La señorita Elena Valenciano, secretaria de Política Internacional del PSOE –me figuro que por imperativo de la cuota–, se muestra hostil con la fealdad física. Un hombre educado jamás le dice a una mujer que es fea, pero una mujer mal educada sí es capaz de humillar a un hombre por su «aspecto físico desagradable». Curiosa inmunidad del feminismo virulento, metastásico.

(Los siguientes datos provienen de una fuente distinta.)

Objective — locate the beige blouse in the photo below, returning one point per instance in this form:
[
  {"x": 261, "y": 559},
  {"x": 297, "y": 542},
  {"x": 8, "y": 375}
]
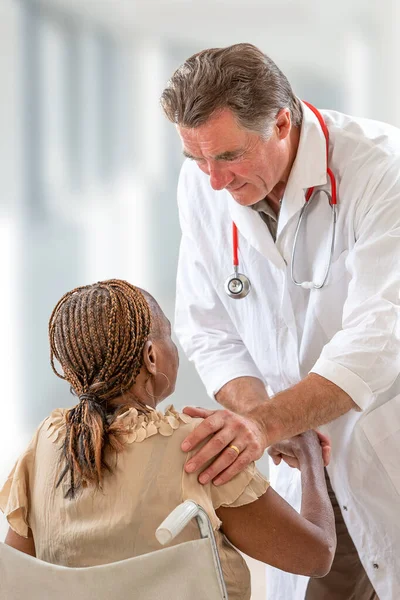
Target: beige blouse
[{"x": 147, "y": 482}]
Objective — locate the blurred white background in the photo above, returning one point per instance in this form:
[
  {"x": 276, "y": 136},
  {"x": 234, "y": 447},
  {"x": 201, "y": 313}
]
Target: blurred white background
[{"x": 89, "y": 164}]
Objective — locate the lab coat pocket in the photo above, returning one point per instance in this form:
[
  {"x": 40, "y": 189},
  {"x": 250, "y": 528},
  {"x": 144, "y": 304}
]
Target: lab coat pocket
[{"x": 382, "y": 428}]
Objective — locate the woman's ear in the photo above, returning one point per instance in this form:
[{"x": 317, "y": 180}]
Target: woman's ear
[{"x": 149, "y": 357}]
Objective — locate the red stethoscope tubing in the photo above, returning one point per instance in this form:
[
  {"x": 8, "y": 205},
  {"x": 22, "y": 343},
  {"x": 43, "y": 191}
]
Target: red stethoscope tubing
[{"x": 235, "y": 238}]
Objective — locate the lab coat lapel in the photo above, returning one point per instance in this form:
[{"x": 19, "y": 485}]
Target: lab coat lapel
[
  {"x": 308, "y": 170},
  {"x": 253, "y": 228}
]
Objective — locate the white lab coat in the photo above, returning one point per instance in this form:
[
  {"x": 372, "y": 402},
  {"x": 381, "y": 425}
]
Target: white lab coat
[{"x": 348, "y": 332}]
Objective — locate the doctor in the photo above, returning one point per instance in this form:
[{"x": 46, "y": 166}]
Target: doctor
[{"x": 291, "y": 315}]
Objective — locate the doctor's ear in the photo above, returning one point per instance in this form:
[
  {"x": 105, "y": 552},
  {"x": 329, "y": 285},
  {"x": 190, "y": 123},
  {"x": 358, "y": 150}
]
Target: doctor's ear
[
  {"x": 283, "y": 123},
  {"x": 149, "y": 357}
]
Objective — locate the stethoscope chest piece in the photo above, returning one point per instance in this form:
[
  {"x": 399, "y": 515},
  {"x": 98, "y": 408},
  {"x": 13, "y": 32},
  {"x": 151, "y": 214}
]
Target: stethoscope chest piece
[{"x": 237, "y": 285}]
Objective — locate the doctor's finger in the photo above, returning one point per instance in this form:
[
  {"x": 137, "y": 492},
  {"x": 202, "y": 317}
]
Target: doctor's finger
[
  {"x": 220, "y": 464},
  {"x": 198, "y": 412},
  {"x": 213, "y": 423}
]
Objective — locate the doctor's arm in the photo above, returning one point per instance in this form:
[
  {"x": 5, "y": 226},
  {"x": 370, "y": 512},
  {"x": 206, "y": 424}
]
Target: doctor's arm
[{"x": 360, "y": 361}]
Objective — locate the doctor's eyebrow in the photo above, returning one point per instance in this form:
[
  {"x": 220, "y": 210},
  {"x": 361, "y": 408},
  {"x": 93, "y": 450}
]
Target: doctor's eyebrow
[{"x": 228, "y": 155}]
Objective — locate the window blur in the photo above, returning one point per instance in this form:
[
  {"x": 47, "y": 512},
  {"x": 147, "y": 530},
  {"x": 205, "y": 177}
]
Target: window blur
[{"x": 89, "y": 164}]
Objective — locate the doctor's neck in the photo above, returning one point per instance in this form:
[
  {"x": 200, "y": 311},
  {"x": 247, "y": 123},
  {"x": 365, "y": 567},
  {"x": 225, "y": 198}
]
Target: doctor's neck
[{"x": 275, "y": 196}]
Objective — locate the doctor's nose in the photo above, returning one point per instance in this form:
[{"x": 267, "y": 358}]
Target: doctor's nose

Para la señorita Valenciano, el obispo de San Sebastián monseñor Munilla, cuya única culpa ha sido la de anunciar una continua acción pastoral alejada de la política, los nacionalismos, las equidistancias y la buena disposición de estar más cerca de los que sufren que de los que hacen sufrir, no tiene amnistía. «Hasta su aspecto físico es desagradable, pero lo que no sabíamos es que Munilla es un obispo sin alma». Muy duras sus palabras, señorita Valenciano. Ignoro la escala de los gustos de la señorita Valenciano. Si el aspecto físico de Monseñor Munilla se le antoja desagradable, es de caridad y cortesía no hacer público semejante comentario. Si no fuera por mi anticuado sentido de la cortesía, quien escribe podría decir lo mismo de la señorita Valenciano, pero la educación me lo impide. Más grave es lo segundo, como apunta el profesor Rodríguez Braun. Manifestar que un obispo carece de alma, es decir, que es un desalmado, además de una injusta y gratuita grosería, es una ofensa que deja inmersa a quien la pronuncia en la más baja clase y vil ciudadanía. Insultar por insultar, herir por herir. De Setién y Uriarte nada ha dicho la señorita Valenciano en treinta años. Parece ser que el gran defecto que vulnera el equilibrio de la señorita es que monseñor Munilla es un obispo humilde y pacífico que cree en Dios. Lo del aspecto físico desagradable es, simplemente, una innecesaria bofetada. A mí, el aspecto físico de monseñor Munilla no me parece desagradable, y no tengo nada de trucha. No es Gary Cooper, pero tampoco le hace falta. Ser obispo y ser guapo es un inconveniente más que una ventaja. Ser política y fea, además de bajita, tampoco es una tragedia, y no interprete la señorita Valenciano que pretendo decir que ella es la fea y la bajita, porque mi concepto de la cortesía anticuada me lo impediría. Me basta y me sobra decirle, eso sí, que es injusta, sectaria, irrespetuosa, clasista y grosera.